Peacocking has to be framed. If you’re a newbie to game dressed in Victorian coat, spats and Celtic pendant, but carrying yourself with the body language of an anxious and uncertain man in a roomful of strangers, you will signal too much outsiderness. You will be shit tested and ostracized as a dork. Your already weak frame will be smashed to smithereens.
The solution is 1. peacocking only in the company of people who are already familiar with you (social proof) or 2. tempering your flash in the company of strangers so that you don’t unduly alert any of them to your outsider status.
Body language, as usual, is key here. The stronger — i.e., more alpha — your presence, the easier it will be to stand outside the crowd dressed in odd or inappropriate clothing. The irony of successful peacocking is that you have to act like you belong to afford the social risk of dressing like you don’t belong.
Maxim #42: Contrast in how you dress is received better by the group when you are socially proofed.
Corollary to Maxim #42: If you peacock, don’t wait long to befriend the group. Peacocking should be framed as “This is totally normal. The problem is everyone else’s weirdness about it.”
There are times when communicating high rank and competence becomes more important, such as during a shake-up in management at work. Signaling one’s place in a group reduces uncertainty, but sometimes the goal may be to fit into the group, and sometimes to signal that one is a high-status person in the group, says David Dubois, a marketing professor at Insead in France and Singapore.
Given the strong female predilection for higher status men, signaling high rank within a social milieu is more crucial to seduction success than is signaling group membership. You can dress conservatively and fit in, and you’ll make lots of asexual friends that way, or you can dress a little crazy and attract women intrigued by your handicapping boldness.
Dr. Poole’s best practical advice: “Don’t talk a lot if you have high status. People will assume you’re competent and when you talk, they will listen to you.”

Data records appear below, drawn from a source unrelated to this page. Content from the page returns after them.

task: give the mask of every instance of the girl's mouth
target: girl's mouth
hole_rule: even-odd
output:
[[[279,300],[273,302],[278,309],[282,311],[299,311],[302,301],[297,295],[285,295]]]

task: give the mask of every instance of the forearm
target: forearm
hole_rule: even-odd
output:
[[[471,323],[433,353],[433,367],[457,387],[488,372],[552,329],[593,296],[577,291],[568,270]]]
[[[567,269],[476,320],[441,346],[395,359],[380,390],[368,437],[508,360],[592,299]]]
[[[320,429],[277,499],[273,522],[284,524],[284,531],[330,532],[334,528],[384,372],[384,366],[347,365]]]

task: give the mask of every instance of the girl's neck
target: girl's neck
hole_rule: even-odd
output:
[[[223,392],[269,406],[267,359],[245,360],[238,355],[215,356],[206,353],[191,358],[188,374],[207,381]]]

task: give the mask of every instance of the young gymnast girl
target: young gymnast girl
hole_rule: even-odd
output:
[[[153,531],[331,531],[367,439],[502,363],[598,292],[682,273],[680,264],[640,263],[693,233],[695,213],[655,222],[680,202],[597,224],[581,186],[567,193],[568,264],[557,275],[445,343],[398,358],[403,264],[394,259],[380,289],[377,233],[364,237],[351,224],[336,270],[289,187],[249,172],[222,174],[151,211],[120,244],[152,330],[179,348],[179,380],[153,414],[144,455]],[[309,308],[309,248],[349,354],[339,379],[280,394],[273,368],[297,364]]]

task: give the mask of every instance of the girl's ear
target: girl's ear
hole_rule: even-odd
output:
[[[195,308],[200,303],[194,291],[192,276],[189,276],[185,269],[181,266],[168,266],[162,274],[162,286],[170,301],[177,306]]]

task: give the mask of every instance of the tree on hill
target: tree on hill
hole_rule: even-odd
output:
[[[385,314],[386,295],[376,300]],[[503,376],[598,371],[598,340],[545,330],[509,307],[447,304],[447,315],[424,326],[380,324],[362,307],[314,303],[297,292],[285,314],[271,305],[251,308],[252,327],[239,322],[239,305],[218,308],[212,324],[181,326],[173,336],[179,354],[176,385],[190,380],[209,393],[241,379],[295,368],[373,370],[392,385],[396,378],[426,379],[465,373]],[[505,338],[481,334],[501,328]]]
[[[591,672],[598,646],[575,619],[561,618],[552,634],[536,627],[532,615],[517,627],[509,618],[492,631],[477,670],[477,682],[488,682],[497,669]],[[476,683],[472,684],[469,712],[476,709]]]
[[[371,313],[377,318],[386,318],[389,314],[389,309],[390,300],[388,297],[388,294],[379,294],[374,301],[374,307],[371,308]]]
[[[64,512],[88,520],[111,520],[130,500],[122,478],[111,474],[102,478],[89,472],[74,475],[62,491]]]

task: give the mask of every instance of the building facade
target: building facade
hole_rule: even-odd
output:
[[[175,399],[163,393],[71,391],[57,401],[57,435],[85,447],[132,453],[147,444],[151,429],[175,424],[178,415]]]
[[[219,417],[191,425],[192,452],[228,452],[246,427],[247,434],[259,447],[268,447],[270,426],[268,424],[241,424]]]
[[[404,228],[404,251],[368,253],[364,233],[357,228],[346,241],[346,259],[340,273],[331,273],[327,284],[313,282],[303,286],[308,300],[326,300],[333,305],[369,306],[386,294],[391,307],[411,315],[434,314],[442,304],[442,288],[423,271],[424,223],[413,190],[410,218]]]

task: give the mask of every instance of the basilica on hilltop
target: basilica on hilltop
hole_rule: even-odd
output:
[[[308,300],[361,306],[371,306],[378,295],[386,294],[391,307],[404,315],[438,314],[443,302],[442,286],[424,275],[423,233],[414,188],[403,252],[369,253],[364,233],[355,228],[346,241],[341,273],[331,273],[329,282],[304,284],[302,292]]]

Mystery’s peacocking was not a superficial ploy. He thrived on negative attention from women because he knew that it was simpler to attract an antagonistic woman than it was to attract an indifferent woman. He knew he had the game cattle to go with his furry hat. This latest series of studies examining peacocking may overlook that calculation: Eccentric dress to provoke negative social appraisal as a means of accelerating courtship.
The Bottom Line
Don’t peacock until you’ve improved your body language and have learned how to talk to women confidently and handle the inevitable shit tests you’ll get when you start dressing in a unique manner. The clothes alone won’t make you a player. If you peacock, don’t stand around waiting for women to notice your courageous sartorial ensemble; approach promptly, and act like there’s nothing unusual about how you’re dressed. Remember that a major goal of peacocking is to provoke negative attention which, in women, is a direct pipeline to their sexual interest. If you struggle with negative attention, don’t peacock. You don’t need to go full-body peacock to raise your relative in-group status; subtle cues of risk-taking alphatude — jewelry, tattoos, shoes — can work just as well if the social context is skewed toward a conformist, bland dress code.